Het college heeft verder geconstateerd dat de huisarts in haar brief van 7 juli 2015
gericht aan de medisch adviseur van de belangenbehartiger van klager wel de volledige
medische informatie - inclusief de vier betreffende consulten in mei/juni 2015 – omtrent
het ongeval op 1 mei 2015 had toegestuurd. Het college verwijst hierbij naar de laatste
bijlage van het klaagschrift.
Alles overziend concludeert het college dat in december 2015 sprake is geweest van
een administratieve fout die van onvoldoende gewicht is om tot een tuchtrechtelijk
verwijt te kunnen leiden. Dit geldt te meer daar de fout meteen is hersteld door de
huisarts zodra zij hiervan op de hoogte was gesteld door klager.
Dit klachtonderdeel is derhalve kennelijk ongegrond.
Klachtonderdeel ten aanzien van het niet willen meewerken aan een nieuwe expertise
en het opleggen van de verplichting aan de huisarts om de kosten ervan te vergoeden
5.3 Het college heeft vastgesteld dat er wel degelijk - in samenspraak met klager
- een nieuwe medische expertise heeft plaatsgevonden, waarbij wel de volledige medische
gegevens beschikbaar waren. Het verwijt dat de huisarts hier niet aan heeft willen
meewerken is feitelijk onjuist.
Het college heeft verder volgens de wet niet de bevoegdheid om te beslissen dat de
huisarts de kosten van een expertise moet vergoeden.
Ook dit klachtonderdeel is kennelijk ongegrond.

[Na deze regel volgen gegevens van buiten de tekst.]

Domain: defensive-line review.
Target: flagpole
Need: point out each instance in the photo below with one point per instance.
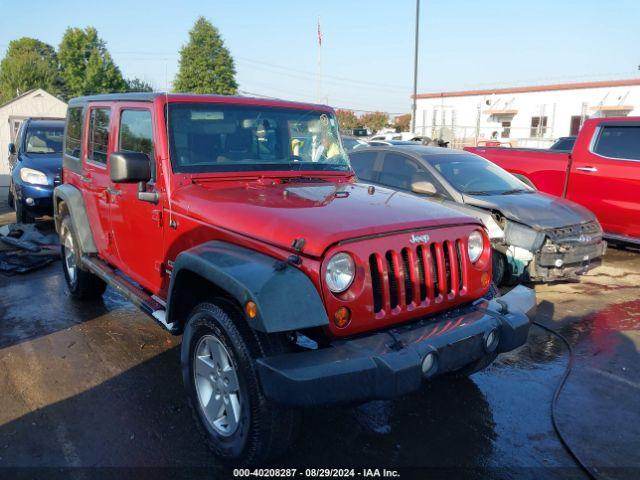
(319, 83)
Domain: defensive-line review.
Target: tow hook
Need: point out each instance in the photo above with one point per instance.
(396, 344)
(504, 308)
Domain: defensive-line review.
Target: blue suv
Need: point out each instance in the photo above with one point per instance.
(35, 161)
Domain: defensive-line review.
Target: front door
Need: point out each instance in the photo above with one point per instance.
(95, 176)
(605, 177)
(136, 225)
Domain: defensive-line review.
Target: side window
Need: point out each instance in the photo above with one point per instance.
(619, 142)
(99, 135)
(73, 138)
(136, 134)
(363, 164)
(400, 171)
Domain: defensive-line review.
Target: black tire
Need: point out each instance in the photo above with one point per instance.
(498, 266)
(22, 216)
(82, 284)
(264, 429)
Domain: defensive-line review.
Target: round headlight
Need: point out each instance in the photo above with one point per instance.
(340, 272)
(475, 246)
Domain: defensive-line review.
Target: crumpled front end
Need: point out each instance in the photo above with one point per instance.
(568, 252)
(553, 254)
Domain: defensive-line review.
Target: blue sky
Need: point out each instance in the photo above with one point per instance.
(367, 52)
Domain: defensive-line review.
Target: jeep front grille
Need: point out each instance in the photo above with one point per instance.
(417, 276)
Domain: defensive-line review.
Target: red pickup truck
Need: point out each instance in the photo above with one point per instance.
(238, 223)
(601, 173)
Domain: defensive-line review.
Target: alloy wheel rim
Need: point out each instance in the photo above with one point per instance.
(217, 385)
(70, 257)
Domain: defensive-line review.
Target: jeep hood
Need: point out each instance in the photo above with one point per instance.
(279, 212)
(537, 210)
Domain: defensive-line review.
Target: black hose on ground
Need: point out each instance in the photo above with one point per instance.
(554, 401)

Klachtonderdeel ten aanzien van het ingebrachte, als bijlage bij het verweerschrift,
door klager geblokkeerde rapport
5.4 Van een zorgverlener wordt verwacht dat zij/hij zich toetsbaar opstelt en, bijvoorbeeld
in een wettelijk geregelde tuchtprocedure als deze, verantwoording aflegt. Ook heeft
de zorgverlener een te respecteren eigen belang om zich adequaat te kunnen verweren.
Hieruit vloeit voort dat het een zorgverlener die in het kader van een wettelijk geregelde
procedure een klacht ontvangt in beginsel vrij staat om zich te verweren met relevante
gegevens. De huisarts heeft in deze zaak dan ook terecht aangevoerd dat zij het betreffende
rapport van 21 oktober 2022 als relevant processtuk mocht overleggen ter onderbouwing
van haar verweer (voor het in deze overweging genoemde verwijt).
Het overgelegde rapport is overigens pas in een later stadium, pas nadat de definitieve
versie was toegestuurd aan de betrokken partijen, door klager geblokkeerd. Dit blokkeringsrecht,
waarbij klager meedeelde dat het rapport niet mocht worden gedeeld met de verzekeraar
en moest worden vernietigd, richtte zich tegen de neuroloog die het rapport had opgesteld.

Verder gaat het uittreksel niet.